Monday, December 7, 2009

Is The Tennessean a Threat to Journalism?

[caption id="" align="alignleft" width="440" caption="It's easy to write inflammatory headlines."]Its easy to write inflammatory headlines.[/caption]

The headline "Is Islam a threat to America?" jumps off the pages of The Tennessean's Sunday edition.

In the words of president's supposed least favorite Christmas show star Charlie Brown: Good grief!

First: The famous question headline bothers me to no end, specifically when you're reporting on highly flammable subject matter.
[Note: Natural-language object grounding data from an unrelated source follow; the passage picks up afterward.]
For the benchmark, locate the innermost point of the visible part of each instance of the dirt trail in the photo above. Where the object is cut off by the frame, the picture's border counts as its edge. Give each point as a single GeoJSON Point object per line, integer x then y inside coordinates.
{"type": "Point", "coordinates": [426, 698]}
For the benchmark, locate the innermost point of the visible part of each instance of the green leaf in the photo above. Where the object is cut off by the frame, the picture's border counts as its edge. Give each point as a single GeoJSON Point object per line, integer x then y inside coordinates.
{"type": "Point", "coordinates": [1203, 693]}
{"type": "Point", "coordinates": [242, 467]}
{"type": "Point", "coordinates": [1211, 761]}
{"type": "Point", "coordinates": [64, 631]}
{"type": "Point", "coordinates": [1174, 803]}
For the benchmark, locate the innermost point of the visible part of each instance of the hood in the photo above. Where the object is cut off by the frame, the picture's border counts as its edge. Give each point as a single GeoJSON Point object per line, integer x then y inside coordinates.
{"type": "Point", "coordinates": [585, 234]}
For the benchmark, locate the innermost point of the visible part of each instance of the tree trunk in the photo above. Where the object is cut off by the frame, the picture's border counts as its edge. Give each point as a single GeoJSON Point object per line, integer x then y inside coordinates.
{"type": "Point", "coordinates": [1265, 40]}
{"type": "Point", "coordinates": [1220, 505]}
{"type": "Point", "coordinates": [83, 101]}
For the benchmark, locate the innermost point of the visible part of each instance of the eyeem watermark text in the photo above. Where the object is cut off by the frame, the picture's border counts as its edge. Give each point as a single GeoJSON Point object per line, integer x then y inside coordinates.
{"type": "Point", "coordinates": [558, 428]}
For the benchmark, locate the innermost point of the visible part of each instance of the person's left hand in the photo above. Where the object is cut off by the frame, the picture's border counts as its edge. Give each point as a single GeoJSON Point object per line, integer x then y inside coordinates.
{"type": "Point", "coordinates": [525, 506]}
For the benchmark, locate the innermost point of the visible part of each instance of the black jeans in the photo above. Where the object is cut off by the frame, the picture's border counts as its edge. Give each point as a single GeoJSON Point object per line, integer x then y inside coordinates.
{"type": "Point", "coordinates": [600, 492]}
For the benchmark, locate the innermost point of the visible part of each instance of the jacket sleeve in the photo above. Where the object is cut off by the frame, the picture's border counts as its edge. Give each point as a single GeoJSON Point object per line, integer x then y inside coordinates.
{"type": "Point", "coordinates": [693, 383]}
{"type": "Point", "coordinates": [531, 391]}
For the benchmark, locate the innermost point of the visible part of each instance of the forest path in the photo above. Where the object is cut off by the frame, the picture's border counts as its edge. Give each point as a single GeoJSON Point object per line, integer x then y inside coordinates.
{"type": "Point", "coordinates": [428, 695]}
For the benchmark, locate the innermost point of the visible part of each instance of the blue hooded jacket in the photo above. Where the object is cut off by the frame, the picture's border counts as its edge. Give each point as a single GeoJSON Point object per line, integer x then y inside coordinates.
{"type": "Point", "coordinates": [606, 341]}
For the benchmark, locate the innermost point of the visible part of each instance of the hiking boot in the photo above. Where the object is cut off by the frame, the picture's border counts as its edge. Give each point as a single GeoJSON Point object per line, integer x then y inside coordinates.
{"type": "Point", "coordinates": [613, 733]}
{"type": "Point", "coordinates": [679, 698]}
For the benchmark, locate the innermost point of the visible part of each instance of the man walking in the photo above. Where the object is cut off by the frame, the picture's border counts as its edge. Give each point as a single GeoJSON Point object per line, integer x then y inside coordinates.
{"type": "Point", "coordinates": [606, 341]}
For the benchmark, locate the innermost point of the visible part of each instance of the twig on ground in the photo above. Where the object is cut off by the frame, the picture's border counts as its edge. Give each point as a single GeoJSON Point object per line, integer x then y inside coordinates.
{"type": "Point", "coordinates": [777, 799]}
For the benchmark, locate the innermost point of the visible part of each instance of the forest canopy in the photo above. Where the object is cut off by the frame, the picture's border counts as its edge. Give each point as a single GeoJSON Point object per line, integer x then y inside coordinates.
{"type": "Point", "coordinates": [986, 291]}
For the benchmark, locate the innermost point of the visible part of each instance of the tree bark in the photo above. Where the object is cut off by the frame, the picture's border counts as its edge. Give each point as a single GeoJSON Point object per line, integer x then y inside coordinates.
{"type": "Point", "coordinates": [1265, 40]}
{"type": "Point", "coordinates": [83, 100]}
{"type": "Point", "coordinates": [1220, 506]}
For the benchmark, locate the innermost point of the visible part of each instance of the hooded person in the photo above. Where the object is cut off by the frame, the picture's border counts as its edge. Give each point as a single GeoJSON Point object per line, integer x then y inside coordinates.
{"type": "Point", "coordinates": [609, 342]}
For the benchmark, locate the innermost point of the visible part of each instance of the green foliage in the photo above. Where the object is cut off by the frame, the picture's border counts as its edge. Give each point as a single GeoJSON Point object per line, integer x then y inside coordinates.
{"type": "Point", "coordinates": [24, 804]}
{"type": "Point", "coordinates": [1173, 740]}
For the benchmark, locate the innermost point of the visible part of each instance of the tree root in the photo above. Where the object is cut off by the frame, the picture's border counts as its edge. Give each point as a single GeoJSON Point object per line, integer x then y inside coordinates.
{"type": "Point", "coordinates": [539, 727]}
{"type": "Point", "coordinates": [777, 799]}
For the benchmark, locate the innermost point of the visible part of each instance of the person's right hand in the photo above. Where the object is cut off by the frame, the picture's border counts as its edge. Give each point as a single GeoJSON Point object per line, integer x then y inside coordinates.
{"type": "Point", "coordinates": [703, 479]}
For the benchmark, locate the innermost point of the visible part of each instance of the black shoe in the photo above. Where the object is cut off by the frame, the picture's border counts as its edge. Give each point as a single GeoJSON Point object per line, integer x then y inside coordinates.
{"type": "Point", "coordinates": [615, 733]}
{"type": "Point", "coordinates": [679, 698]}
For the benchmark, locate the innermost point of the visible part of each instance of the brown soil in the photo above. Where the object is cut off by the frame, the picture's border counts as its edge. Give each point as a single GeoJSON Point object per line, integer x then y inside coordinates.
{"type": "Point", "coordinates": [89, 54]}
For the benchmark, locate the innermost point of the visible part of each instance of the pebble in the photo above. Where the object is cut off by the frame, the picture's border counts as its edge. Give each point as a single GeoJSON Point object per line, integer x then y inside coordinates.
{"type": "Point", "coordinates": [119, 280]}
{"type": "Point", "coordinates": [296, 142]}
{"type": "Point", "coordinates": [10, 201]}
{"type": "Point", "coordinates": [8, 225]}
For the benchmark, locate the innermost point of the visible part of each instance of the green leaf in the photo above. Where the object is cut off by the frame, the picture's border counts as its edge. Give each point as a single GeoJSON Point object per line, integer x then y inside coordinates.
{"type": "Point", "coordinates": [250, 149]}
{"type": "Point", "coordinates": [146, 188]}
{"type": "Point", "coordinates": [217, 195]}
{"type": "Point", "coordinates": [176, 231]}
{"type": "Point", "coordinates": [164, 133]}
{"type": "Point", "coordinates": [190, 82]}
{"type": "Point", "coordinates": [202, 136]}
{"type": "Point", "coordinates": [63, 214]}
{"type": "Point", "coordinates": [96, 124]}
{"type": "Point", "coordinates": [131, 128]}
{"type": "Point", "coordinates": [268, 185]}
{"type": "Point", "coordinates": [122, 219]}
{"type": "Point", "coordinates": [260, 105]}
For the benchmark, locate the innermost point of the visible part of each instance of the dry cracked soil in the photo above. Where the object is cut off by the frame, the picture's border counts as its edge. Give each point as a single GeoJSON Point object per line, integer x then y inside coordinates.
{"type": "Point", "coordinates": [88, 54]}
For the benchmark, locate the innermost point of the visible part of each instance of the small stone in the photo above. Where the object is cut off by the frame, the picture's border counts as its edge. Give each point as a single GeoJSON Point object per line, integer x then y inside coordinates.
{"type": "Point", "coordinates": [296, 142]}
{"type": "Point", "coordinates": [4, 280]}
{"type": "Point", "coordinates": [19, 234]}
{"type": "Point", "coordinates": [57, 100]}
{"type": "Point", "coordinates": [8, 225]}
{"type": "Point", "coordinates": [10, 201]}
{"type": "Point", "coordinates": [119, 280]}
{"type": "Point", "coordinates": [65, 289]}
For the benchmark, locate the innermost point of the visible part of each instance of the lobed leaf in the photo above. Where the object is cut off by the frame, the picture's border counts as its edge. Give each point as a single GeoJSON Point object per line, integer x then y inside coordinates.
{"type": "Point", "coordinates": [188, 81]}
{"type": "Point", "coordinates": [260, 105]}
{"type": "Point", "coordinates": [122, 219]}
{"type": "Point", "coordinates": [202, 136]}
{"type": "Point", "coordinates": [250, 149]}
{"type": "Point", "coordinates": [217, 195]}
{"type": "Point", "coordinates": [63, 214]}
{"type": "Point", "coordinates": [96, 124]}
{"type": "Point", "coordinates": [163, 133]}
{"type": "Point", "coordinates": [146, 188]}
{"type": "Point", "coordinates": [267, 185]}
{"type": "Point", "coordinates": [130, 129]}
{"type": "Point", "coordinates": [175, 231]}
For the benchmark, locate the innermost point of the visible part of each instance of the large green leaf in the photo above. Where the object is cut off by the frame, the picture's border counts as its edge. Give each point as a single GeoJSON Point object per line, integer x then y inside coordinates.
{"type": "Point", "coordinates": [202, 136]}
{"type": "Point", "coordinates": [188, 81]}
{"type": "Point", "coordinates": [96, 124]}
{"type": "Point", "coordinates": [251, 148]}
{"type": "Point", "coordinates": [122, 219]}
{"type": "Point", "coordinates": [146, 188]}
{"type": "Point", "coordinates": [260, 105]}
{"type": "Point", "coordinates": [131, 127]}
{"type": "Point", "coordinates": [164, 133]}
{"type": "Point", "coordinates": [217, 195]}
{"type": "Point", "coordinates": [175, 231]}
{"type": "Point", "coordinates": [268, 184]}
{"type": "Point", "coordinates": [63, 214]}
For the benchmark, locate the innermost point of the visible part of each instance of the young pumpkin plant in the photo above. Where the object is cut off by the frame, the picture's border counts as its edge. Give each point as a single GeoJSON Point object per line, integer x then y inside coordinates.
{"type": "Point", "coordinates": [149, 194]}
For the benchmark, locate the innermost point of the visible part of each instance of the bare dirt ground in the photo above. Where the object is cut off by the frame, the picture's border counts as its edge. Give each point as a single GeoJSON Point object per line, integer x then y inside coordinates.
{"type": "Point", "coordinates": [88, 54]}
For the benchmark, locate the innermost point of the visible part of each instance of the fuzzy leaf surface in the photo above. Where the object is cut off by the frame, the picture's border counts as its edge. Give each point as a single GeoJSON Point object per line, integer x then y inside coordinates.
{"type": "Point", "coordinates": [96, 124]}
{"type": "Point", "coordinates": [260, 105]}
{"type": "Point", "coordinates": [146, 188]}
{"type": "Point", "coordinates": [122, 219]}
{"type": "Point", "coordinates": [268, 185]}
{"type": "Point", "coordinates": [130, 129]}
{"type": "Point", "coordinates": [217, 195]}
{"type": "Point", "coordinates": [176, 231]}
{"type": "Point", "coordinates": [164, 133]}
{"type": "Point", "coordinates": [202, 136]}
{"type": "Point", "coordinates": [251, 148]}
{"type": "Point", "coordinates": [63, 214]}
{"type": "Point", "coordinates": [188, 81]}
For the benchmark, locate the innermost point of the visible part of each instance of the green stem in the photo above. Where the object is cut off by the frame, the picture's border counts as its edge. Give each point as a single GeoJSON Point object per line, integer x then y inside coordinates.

Second: The subhead has an opportunity for some semblance of balance, but instead opts for the here's an opinion; here's the denial format. Seen here:
Nashville activists warn churchgoers of violent threats to America; Muslims call campaign unfair

Reading four or five graphs into the story, one can find a decent rebuttal that digs deeper than "no we're not."

Lazy. Lazy. Lazy.

The rest of the story goes on to offer some incredibly interesting -- sometimes shocking (local) -- points of view, but I dare say that many people won't keep reading. They'll be happy with the negative opinion they formed from just the headline.

Are Coal-Fueled Power Plants Bad For Our Lungs?

Is The Tennessean a Threat to Journalism?

Is Tiger Woods a Danger to His Children?

Can Sponge Bob Squarepants be Trusted?

All of these headlines plant an opinion in the reader's mind. Rather than opening a reader's mind to various viewpoints, these types of headlines subconsciously, sometimes consciously, force a reader to pick a side immediately by answering "yes" or "no."

Once a reader has an opinion formed, is it necessary to keep reading? Probably not.